Monday 16 August 2010

Weekly Review - Exciting or Worrying?





Reviewing two weeks' news disclosed a mixture of the exciting and the worrying.





Firstly the exciting
  1. "Try before you buy" on Apple apps for iPhones and iPads
  2. Twitter has reached 20 billion tweets (so it's not just me!). There's also the first tentative steps to monetization with sponsored tweets
  3. Better support for micropayments using PayPal
  4. With Facebook intended for those aged13+, there's a new social networking site for younger kids called ScuttlePad.
  5. Hotmail has had a major facelift
  6. Browsers IE, Firefox and Google Chrime are all expected to have major new releases shortly in beta mode (pre-release testing mode)
Then there's the worrying

Both these issues affect software developers:
  1. Facebook has just announced it is removing the "boxes" feature for third party applications from Monday 23 August - hardly what I'd call notice! [See subsequent article]
  2. Google has canned the Wave application after just a year, even after adoption by the likes of SAP, salesforce.com and Novell. Fortunately the core components will remain available as open source
When the likes of Micorosft have also pulled the plug on functionality with little notice, such as losing forecasting when PerformancePoint was rolled into SharePoint in 2009, the issue is affecting both paid-for and free software.

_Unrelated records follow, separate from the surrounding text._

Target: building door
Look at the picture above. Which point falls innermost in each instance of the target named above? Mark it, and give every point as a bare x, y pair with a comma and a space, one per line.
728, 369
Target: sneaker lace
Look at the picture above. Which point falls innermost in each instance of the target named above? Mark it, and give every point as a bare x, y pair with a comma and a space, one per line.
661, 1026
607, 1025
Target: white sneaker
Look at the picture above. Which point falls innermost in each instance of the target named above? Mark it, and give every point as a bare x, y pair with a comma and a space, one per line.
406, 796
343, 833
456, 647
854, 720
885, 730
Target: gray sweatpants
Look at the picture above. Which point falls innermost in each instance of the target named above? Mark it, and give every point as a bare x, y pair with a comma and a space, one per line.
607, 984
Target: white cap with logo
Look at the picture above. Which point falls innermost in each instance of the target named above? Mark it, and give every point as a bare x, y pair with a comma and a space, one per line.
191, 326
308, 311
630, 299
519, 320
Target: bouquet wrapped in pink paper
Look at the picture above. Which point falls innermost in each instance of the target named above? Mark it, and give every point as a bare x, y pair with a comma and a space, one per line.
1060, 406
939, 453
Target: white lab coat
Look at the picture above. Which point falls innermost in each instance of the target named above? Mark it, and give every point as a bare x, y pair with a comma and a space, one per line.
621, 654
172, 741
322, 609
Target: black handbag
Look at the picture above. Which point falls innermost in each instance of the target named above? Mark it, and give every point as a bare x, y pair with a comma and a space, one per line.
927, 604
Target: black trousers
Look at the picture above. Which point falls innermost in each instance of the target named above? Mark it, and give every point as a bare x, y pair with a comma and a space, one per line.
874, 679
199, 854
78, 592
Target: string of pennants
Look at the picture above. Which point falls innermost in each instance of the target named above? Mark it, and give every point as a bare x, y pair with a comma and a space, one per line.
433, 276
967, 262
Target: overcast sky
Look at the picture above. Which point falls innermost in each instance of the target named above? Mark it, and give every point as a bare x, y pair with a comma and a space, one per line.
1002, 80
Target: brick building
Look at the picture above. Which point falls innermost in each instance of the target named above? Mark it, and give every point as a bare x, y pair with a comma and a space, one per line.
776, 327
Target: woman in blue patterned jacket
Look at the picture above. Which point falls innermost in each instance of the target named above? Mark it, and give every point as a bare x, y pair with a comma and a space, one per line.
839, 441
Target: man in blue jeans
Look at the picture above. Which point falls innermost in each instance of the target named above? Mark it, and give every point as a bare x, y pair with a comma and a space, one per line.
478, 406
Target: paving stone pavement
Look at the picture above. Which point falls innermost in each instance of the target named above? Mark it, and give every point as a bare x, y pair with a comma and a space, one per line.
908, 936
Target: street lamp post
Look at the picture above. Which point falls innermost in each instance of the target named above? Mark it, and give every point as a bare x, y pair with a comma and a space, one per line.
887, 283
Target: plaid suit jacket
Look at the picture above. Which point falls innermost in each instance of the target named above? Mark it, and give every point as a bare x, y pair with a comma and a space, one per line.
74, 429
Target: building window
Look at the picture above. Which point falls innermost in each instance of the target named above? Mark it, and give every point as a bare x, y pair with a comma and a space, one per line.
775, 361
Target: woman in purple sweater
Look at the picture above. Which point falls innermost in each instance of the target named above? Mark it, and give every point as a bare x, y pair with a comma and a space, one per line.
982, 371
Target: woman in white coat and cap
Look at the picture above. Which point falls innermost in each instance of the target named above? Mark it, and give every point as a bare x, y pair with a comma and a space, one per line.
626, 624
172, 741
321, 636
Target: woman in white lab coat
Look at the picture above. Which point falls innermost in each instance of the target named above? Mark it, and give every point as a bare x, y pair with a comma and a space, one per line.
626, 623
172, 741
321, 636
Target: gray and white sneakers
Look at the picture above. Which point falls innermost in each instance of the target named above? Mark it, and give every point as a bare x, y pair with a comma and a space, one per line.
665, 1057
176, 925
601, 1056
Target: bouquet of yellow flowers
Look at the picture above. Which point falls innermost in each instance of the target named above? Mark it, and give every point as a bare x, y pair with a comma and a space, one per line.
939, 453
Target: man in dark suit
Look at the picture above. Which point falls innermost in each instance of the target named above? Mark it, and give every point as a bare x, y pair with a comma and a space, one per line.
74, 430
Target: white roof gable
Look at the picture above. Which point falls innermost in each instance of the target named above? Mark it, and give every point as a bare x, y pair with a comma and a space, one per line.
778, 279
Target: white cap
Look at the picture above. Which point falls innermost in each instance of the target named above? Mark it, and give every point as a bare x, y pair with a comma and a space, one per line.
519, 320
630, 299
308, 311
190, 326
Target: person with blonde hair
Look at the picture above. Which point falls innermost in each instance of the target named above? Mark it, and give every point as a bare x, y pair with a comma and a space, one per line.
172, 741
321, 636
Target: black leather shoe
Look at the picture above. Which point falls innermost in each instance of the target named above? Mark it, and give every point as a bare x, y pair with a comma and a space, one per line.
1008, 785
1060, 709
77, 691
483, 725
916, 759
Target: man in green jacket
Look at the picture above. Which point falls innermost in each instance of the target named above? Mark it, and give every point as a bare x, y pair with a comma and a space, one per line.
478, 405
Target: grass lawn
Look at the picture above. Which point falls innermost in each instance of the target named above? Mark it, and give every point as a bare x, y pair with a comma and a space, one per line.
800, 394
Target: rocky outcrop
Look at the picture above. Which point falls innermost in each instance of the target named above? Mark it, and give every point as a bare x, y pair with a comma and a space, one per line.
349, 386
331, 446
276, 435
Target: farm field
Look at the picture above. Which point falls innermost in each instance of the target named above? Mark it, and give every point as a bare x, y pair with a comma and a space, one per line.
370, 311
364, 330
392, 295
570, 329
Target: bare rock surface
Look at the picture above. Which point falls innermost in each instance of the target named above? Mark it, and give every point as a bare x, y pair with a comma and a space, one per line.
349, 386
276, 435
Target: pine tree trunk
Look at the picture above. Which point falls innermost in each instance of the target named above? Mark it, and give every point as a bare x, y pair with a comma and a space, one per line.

Developers and users need to be beware of trusting anyone, and need to avoid over-reliance on anything. But that's not practical!

Both Exciting and Worrying [subsequent update]

Facebook has announced, without warning, that users now have access to location-based services. These attempt to catch up on the new upstart, FourSquare, by letting users "Check-in" to events, pubs, restaurants, shops etc and commenting about them.

For individuals it's potentially a great new tool. But there are new privacy issues that need urgent attention!

For local businesses it's potentially a great marketing tool, be they national chains or privately owned. But a whole new ball game dealing with real or spurious complaints!